Corroborating the aSEC results, DLS measurements of oxidized LbPrx1m (48 μm) at pH 8 and 4 indicate averaged RH of 2.9 and 5.7 nm, respectively (Fig. 1D). These values are in agreement with the theoretical RH estimated for the dimer (3.1 nm) and decamer (6.1 nm) based on the molecular mass of the respective oligomers (46 and 230 kDa).

To evaluate the influence of the protein redox state on this transition, we analyzed samples treated with 2 mm DTT (Fig. 1F). Under this condition, LbPrx1m assumes a reduced state, according to SDS-PAGE analysis and thiol quantification (Fig. 1, A and B).
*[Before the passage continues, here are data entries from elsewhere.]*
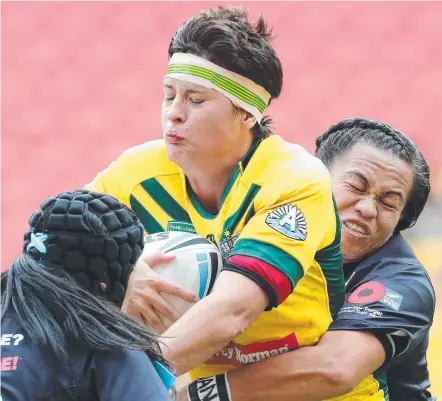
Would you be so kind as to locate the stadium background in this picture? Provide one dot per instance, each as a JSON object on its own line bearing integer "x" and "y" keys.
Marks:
{"x": 82, "y": 82}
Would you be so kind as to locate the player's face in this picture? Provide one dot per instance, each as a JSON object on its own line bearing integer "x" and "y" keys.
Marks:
{"x": 371, "y": 188}
{"x": 199, "y": 125}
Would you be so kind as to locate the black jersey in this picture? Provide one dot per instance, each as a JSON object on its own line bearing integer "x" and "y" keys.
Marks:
{"x": 30, "y": 374}
{"x": 390, "y": 294}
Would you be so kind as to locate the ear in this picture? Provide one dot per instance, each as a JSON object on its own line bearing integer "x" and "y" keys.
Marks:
{"x": 248, "y": 120}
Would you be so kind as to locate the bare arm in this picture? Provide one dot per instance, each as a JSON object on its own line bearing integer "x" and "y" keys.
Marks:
{"x": 213, "y": 322}
{"x": 340, "y": 361}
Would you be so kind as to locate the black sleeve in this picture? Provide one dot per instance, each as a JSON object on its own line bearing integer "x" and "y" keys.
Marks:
{"x": 395, "y": 302}
{"x": 128, "y": 375}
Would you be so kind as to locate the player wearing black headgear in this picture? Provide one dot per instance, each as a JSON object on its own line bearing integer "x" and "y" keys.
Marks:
{"x": 63, "y": 334}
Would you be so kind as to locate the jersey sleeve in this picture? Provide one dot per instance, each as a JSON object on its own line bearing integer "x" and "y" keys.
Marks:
{"x": 396, "y": 307}
{"x": 113, "y": 179}
{"x": 128, "y": 375}
{"x": 286, "y": 234}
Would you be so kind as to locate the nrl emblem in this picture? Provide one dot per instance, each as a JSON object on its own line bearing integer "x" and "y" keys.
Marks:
{"x": 289, "y": 221}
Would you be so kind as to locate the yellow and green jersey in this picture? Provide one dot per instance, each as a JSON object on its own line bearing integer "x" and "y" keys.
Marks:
{"x": 276, "y": 224}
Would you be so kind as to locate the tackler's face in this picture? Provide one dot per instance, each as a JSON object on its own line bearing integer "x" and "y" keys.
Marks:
{"x": 371, "y": 188}
{"x": 199, "y": 125}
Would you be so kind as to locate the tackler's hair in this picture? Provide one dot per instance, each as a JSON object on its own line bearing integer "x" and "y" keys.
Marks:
{"x": 68, "y": 285}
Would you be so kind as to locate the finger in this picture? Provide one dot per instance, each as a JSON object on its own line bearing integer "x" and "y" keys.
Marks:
{"x": 152, "y": 318}
{"x": 168, "y": 288}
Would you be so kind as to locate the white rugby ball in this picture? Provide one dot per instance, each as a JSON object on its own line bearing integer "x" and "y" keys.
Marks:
{"x": 196, "y": 265}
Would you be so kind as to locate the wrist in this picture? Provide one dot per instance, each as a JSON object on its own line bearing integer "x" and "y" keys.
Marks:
{"x": 212, "y": 387}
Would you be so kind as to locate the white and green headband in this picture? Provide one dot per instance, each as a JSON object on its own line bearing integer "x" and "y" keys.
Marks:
{"x": 242, "y": 91}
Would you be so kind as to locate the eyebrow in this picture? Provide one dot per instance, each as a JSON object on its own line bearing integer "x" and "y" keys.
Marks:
{"x": 364, "y": 179}
{"x": 167, "y": 86}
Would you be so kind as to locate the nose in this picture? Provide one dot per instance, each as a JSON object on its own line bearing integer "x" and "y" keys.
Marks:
{"x": 366, "y": 206}
{"x": 176, "y": 110}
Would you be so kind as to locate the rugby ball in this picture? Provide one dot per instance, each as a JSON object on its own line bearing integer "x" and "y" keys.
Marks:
{"x": 196, "y": 265}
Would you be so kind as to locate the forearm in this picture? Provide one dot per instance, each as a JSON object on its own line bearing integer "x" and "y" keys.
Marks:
{"x": 310, "y": 373}
{"x": 206, "y": 328}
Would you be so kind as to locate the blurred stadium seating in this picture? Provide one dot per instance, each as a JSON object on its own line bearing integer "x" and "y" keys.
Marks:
{"x": 82, "y": 82}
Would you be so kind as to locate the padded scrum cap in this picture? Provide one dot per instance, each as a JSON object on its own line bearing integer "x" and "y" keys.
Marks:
{"x": 92, "y": 236}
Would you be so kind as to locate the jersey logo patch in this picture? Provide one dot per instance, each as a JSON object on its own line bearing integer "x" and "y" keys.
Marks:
{"x": 289, "y": 221}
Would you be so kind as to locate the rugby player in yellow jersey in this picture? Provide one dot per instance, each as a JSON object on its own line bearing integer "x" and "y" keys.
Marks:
{"x": 219, "y": 172}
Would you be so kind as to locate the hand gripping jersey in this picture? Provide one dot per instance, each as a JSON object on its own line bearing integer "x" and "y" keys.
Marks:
{"x": 390, "y": 295}
{"x": 277, "y": 224}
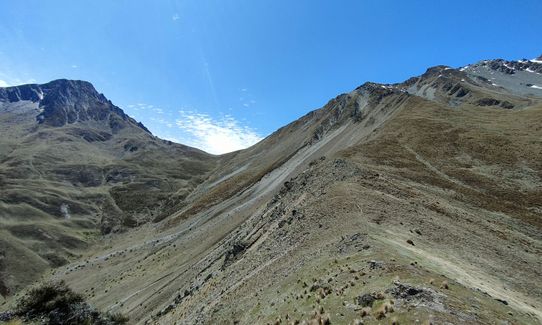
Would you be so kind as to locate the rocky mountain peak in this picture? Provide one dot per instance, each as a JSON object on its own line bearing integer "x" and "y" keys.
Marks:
{"x": 63, "y": 102}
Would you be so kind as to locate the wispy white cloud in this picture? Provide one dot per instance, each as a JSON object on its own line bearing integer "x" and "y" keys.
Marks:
{"x": 215, "y": 136}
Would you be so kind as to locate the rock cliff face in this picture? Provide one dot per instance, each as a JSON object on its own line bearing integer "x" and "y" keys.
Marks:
{"x": 63, "y": 102}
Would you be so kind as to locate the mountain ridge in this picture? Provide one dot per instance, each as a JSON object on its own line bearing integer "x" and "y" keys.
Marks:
{"x": 431, "y": 184}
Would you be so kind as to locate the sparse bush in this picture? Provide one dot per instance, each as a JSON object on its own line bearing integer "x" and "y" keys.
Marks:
{"x": 46, "y": 298}
{"x": 56, "y": 303}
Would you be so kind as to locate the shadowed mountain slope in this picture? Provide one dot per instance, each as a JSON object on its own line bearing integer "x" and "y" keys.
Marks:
{"x": 74, "y": 166}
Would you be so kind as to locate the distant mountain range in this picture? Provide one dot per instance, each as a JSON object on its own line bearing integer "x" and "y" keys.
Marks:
{"x": 419, "y": 201}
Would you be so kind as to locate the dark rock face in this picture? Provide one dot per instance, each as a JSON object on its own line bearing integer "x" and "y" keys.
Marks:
{"x": 70, "y": 101}
{"x": 365, "y": 300}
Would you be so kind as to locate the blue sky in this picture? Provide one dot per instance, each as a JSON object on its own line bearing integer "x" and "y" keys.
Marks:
{"x": 220, "y": 75}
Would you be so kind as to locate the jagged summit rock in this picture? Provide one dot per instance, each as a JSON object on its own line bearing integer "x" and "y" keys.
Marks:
{"x": 320, "y": 213}
{"x": 63, "y": 102}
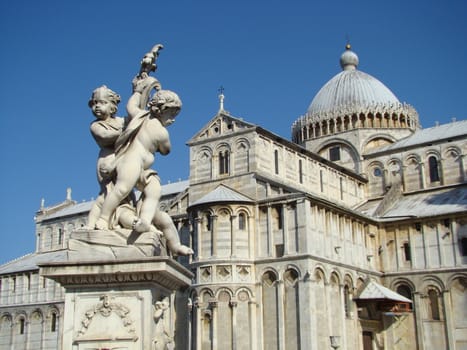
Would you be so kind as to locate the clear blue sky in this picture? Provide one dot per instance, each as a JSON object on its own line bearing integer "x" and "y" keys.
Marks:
{"x": 271, "y": 56}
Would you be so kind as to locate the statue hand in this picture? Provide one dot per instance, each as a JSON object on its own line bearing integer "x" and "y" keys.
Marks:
{"x": 143, "y": 82}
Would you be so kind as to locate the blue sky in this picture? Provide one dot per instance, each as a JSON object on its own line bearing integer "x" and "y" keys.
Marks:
{"x": 272, "y": 57}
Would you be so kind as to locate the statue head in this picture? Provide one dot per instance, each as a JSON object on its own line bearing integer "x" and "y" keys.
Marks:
{"x": 105, "y": 94}
{"x": 165, "y": 105}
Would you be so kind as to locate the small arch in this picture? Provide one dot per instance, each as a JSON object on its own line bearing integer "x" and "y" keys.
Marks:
{"x": 224, "y": 295}
{"x": 433, "y": 169}
{"x": 291, "y": 276}
{"x": 269, "y": 278}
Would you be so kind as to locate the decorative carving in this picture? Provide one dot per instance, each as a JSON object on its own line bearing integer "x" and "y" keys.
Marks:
{"x": 105, "y": 308}
{"x": 127, "y": 149}
{"x": 163, "y": 340}
{"x": 243, "y": 272}
{"x": 206, "y": 273}
{"x": 224, "y": 272}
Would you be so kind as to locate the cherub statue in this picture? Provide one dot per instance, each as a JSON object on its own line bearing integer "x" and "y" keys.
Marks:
{"x": 162, "y": 339}
{"x": 105, "y": 129}
{"x": 135, "y": 148}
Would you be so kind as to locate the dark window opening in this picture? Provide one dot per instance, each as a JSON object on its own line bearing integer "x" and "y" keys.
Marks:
{"x": 335, "y": 153}
{"x": 434, "y": 305}
{"x": 53, "y": 325}
{"x": 241, "y": 221}
{"x": 463, "y": 243}
{"x": 300, "y": 171}
{"x": 406, "y": 248}
{"x": 276, "y": 162}
{"x": 434, "y": 171}
{"x": 377, "y": 172}
{"x": 224, "y": 159}
{"x": 405, "y": 292}
{"x": 21, "y": 326}
{"x": 279, "y": 250}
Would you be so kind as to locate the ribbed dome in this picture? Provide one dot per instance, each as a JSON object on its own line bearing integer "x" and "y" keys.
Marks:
{"x": 351, "y": 87}
{"x": 352, "y": 100}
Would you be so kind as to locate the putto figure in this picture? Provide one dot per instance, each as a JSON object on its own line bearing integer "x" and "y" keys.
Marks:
{"x": 105, "y": 130}
{"x": 133, "y": 151}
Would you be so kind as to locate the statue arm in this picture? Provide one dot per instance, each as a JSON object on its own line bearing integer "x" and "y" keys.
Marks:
{"x": 132, "y": 106}
{"x": 164, "y": 144}
{"x": 105, "y": 137}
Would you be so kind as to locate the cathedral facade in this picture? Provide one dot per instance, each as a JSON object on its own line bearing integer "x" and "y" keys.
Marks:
{"x": 350, "y": 235}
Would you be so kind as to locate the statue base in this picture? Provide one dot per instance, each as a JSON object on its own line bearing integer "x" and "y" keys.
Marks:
{"x": 88, "y": 244}
{"x": 118, "y": 303}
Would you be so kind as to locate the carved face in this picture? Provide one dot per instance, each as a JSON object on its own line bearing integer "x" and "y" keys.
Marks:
{"x": 167, "y": 116}
{"x": 102, "y": 109}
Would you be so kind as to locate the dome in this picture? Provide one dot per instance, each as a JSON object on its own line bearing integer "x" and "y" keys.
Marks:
{"x": 352, "y": 100}
{"x": 351, "y": 87}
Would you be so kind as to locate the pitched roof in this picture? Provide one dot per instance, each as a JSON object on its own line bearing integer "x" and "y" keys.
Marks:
{"x": 376, "y": 291}
{"x": 31, "y": 261}
{"x": 222, "y": 194}
{"x": 423, "y": 204}
{"x": 429, "y": 135}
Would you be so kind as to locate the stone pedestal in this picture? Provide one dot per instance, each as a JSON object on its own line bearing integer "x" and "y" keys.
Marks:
{"x": 119, "y": 304}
The DTT-treated samples maintained a number of free thiols close to three, which is consistent with the number of cysteines of LbPrx1m (Cys81, Cys107, and Cys204).

Analytical SEC experiments with or without DTT were performed at different pH conditions using TEV-cleaved LbPrx1m (without His tag) (Fig. 1, E and F). Unlike the mitochondrial Prx III (41), removal of the His tag did not influence the dimer-decamer equilibrium of oxidized LbPrx1m. Regarding the reduced protein, it remained dimeric at pH 8 and decameric at pH 7, similarly to the oxidized form (Fig. 1, E and F). However, treatment with DTT increased the decameric fraction at pH 7, suggesting that, at this pH, reduced decamers are more stable than those oxidized. At pH 7.5, the oxidized protein remained predominantly dimeric, whereas those that were reduced eluted as a mixed population of dimers, intermediate species, and decamers. These results indicate that, at this pH, CP reduction is not sufficient to fully convert dimers into decamers. Thus, collectively, these data point out that LbPrx1m dimer-decamer equilibrium is susceptible to small variations around physiological pH, being shifted to the decameric state upon acidification and to the dimeric state at mild basic conditions, regardless of whether CP is reduced or disulfide bonded.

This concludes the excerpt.